Yesterday, Bob Borosage wove an alternate narrative of life under a Romney presidency out of nine things Mitt Romney believes, reflected in his new economic agenda. It’s a narrative of life in an America where rich no longer have “too little money.”
It’s a narrative of life in an America where:
- the wealthy no longer have “too little money”
- “those blessed by being born to the wealthy few should inherit the earth”
- the world is “the oyster of corporations seeking tax havens”
- Wall Street is “free to gamble with other people’s money, and you rubes are on your own”
- the military no longer has “too little money,” where elderly workers no longer have “too much security and leisure”
- “our schools, water systems, roads and bridges, subways and trains, nutrition programs for children, Coast Guard and FBI” no longer get “too much money” and “do with much less”

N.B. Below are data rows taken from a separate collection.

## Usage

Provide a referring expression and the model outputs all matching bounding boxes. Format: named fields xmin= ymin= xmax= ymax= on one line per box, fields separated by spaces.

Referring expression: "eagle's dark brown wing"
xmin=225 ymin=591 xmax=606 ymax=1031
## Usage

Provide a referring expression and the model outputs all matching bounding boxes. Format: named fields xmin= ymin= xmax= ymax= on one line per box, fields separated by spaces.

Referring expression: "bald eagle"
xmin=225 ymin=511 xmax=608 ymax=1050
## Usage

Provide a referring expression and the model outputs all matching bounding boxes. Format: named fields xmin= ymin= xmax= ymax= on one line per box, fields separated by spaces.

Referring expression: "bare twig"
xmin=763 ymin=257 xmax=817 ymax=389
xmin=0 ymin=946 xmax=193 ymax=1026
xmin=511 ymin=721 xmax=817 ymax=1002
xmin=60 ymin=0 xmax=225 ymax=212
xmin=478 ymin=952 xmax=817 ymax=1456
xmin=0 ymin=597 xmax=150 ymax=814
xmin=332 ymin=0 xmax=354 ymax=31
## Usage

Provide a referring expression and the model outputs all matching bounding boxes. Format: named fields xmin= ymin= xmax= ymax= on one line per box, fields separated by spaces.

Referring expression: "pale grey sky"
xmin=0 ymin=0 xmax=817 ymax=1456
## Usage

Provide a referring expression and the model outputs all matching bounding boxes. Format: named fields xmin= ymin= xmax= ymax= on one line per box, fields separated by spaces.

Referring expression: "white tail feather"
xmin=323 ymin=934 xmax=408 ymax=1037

- and “children must play the hand that fate dealt them. If they are the heirs to the rich, they live charmed lives. If they are born to the poor, they must rise above it “
But perhaps the best summary I’ve heard of Romney’s budget comes from Republican columnist Frum.
Compassionate conservatism has been dead for a long time. Romney’s Detroit speech cremated the remains. As a man, Romney remains far and away the most capable of the presidential candidates seeking the Republican nomination. But he has now finally eliminated the policy differences separating him from the radical congressional wing.
While he regularly accuses President Obama of “making us like Europe,” Mitt Romney’s economic agenda would truly make America more like Europe, because the Republican agenda is essentially that same austerity agenda shrinking national economies in Europe.
An odd thing happened during Mitt Romney’s victory-lap speech after Tuesday’s Republican primaries: He didn’t once mention the word “Europe.”
The absence was jarring, because Romney’s claim that President Obama is dragging the United States toward a loathsome European-style “social welfare” future has been a staple of the former Massachusetts governor’s shtick ever since he started campaigning in earnest.
It’s always been an easy line for him: Europe, Romney’s audience understands, is the land of the not-free. The continent gave birth to Karl Marx, for crying out loud! Every now and then, socialist political parties actually take power!
But there is a big problem with Romney’s formulation. For the last year or two, Europe has been implementing, in real time, exactly the policies that Romney and congressional Republicans fervently believe are the best strategy for boosting economic growth. It’s called “austerity,” and it means cutting deficits, slashing spending, and chipping away at all those goodies the social welfare state provides.
Like I said before, I’m not a Nobel-winning economist. But when a Nobel laureate like Krugman says what I’ve basically been saying all along, I take it as a sign that I’m at least on the right track.